This entry was written by one of our volunteers, Phyllis Allen. Phyllis is a volunteer for our Survivors’ Helpline.
When I first started volunteering at LBBC, I became aware of an alarming statistic. When African-American women are diagnosed with breast cancer, they have a 38-40% higher mortality rate. If you add in the fact that triple negative breast cancer is more difficult to treat and more prevalent among African-American women (39% are diagnosed), the survival rates start to frighten women of color. As an African-American breast cancer survivor, all of the stats above concern me.
When I was diagnosed with breast cancer, I decided to learn everything I could about the disease so I could talk to my medical team about my treatment and my chances of survival. There is still the perception in the African-American community that being diagnosed with breast cancer is a death sentence. Women are afraid of losing their breasts and worry about the side effects of chemotherapy, I.E., losing one’s hair. Some women are just afraid of any surgery, period. All of this leads to some African-American women delaying seeking diagnostic tests and treatment. As a result, African American women are less likely to be diagnosed at an early stage of breast cancer. Once we seek treatment at a later stage of the disease, it’s harder to get a positive outcome, and thus feeds into the perpetuation that a diagnosis of breast cancer is a death sentence.
My grandmother was diagnosed with breast cancer in January and passed away the following February. Granted this happened in the late 1950s, but a number of families have relatives who have waited too long to seek treatment. I took it upon myself to discuss my diagnosis and treatment with friends, family and colleagues so that we all could learn about breast cancer and hopefully, would be less fearful about the outcome. Women of color must be encouraged to be more proactive in preventing a late breast cancer diagnosis. This means conducting breast self-examinations every month and having regular mammograms depending on your age and family medical history. While women complain that a mammogram is painful, it’s a lot easier to deal with that discomfort instead of having to tell your family that you have breast cancer.

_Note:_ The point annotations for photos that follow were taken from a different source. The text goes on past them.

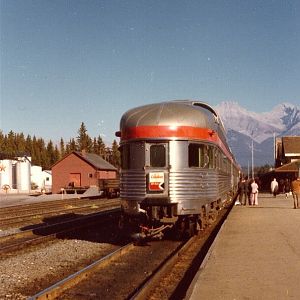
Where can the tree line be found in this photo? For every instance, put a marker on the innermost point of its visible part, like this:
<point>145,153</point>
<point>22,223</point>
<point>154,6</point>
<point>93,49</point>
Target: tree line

African-American women must be able to afford health insurance that encourages preventative care. As women we tend to put our needs last, but if we’re sick we can’t attend to the needs of our loved ones. It also means providing information to hospitals, health clinics, medical care and social service professionals who come in contact with African-American women who are at risk for and/or have been diagnosed with breast cancer. LBBC provides a lot of literature that people can read and understand so that they can have meaningful discussions with their health care team.
One of the more distressing things I have learned as a volunteer for LBBC is that a number of African-American women tell me that they refuse thetreatment plan recommended by their medical teams. The main complaint is usually that they want a more holistic treatment of their breast cancer. I always ask the women if they have a medical degree and, if they don’t have one, I insist that they speak to their medical team about their concerns. More and more physicians are listening to their patients’ requests for a treatment that is not so toxic, but it must be discussed in terms of each woman’s case. No two women are alike in every respect. I strongly believe that knowledge of treatment options is key to the woman committing to finishing the treatment plan that she and the medical team decide is best.
Bottom line: if there is mutual respect between medical care professionals and the women they serve, I think it could make a dent in the higher mortality rate of African-American women diagnosed with breast cancer.